Kenya to demand change to ICC rules over president’s case


Kenya will demand change at the International Criminal Court on Thursday to try to ensure its president does not face charges of crimes against humanity in the aftermath of an election in 2007 when 1,200 were killed.

Kenya, which has tried to halt the cases against President Uhuru Kenyatta and his deputy William Ruto, will press a meeting of the ICC’s 122 members for an immediate change in the rules to say that heads of state do not have to attend trials.

Officials will also argue for a longer-term amendment to the founding treaty that would ban the prosecution of heads of state, a campaign which has become a rallying point in Africa, where many leaders say they are the target of an overzealous court in The Hague.

Kenyatta and Ruto deny the charges of fomenting violence after the election. Ruto’s trial began last month, while Kenyatta’s trial is due to start on February 5 after being delayed for a third time.
“Africa feels marginalized, like toddlers, whom the international community feels has never learned to walk,” Amina Mohamed, Kenya’s foreign minister, told Reuters on Wednesday.

Last week, the African Union lost its bid to have the U.N. Security Council defer the cases for a year so the two could deal with the aftermath of an attack on a shopping mall by al Qaeda-linked Somali militants.

Kenya, a key partner in the West’s fight against militant Islam in Somalia, said the outcome highlighted the need for reform of the Security Council to prevent a few powerful nations imposing their will on the world.

Kenya will present its arguments at the ICC’s annual meeting, which started on Wednesday and has another week to run.
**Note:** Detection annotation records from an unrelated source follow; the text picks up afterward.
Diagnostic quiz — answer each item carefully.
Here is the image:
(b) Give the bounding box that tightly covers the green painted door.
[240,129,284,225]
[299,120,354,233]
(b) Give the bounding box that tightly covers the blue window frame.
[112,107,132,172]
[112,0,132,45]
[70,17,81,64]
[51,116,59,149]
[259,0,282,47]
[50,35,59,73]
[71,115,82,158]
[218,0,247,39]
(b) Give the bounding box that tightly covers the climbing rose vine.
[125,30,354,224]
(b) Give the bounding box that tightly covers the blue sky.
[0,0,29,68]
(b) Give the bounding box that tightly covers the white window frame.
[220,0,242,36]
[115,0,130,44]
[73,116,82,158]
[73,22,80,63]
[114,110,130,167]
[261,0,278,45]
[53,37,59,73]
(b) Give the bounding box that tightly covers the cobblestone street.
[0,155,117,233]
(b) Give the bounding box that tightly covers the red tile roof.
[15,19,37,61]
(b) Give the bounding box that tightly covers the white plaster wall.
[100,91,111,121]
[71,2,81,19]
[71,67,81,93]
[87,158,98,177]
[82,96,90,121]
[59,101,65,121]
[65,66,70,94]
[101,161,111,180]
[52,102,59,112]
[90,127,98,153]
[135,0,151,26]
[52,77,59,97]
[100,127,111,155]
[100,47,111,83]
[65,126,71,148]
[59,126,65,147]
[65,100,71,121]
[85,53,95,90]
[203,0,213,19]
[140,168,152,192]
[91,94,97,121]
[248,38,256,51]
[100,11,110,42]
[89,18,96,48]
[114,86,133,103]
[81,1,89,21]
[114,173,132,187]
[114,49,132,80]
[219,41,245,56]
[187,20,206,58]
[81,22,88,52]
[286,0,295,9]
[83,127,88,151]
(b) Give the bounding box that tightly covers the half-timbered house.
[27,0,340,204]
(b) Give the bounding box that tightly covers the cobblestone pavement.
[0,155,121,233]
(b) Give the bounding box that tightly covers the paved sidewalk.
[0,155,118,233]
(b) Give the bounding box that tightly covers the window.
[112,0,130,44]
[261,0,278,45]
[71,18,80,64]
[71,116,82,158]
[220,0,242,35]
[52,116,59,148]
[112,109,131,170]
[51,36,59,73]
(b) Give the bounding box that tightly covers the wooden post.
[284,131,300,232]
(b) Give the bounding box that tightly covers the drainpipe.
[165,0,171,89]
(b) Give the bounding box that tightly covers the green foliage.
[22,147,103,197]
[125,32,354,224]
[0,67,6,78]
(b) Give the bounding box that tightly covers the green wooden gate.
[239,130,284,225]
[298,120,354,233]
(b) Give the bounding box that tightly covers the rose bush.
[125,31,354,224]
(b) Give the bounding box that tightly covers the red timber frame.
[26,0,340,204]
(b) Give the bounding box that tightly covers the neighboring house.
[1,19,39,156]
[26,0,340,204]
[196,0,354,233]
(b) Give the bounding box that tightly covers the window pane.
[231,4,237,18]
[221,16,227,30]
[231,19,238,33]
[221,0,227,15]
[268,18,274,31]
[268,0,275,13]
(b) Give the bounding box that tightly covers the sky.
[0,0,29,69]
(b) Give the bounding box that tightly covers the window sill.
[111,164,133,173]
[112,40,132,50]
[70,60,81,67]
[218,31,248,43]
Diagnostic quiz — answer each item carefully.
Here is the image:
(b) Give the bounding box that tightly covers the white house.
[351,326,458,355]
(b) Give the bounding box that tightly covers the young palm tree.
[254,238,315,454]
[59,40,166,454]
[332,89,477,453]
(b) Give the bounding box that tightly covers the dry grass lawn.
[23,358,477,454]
Human rights groups oppose the proposed changes as well as apparent compromise solutions such as a British proposal that would make it easier for the accused to participate via video link, saying these would weaken the court’s mission to bring to justice those ultimately responsible for war crimes.

Sang-Hyun Song, the court’s president and senior judge, warned member states of the dangers of acting with “undue haste”, urging them to “reflect carefully” on any amendments.

Since their election, the two men have been defending themselves before the Hague-based court with the help of some of London’s best-known human rights lawyers.

Kenyatta’s legal team has asked judges to throw out the case against him, which they say is based on evidence from bribed witnesses.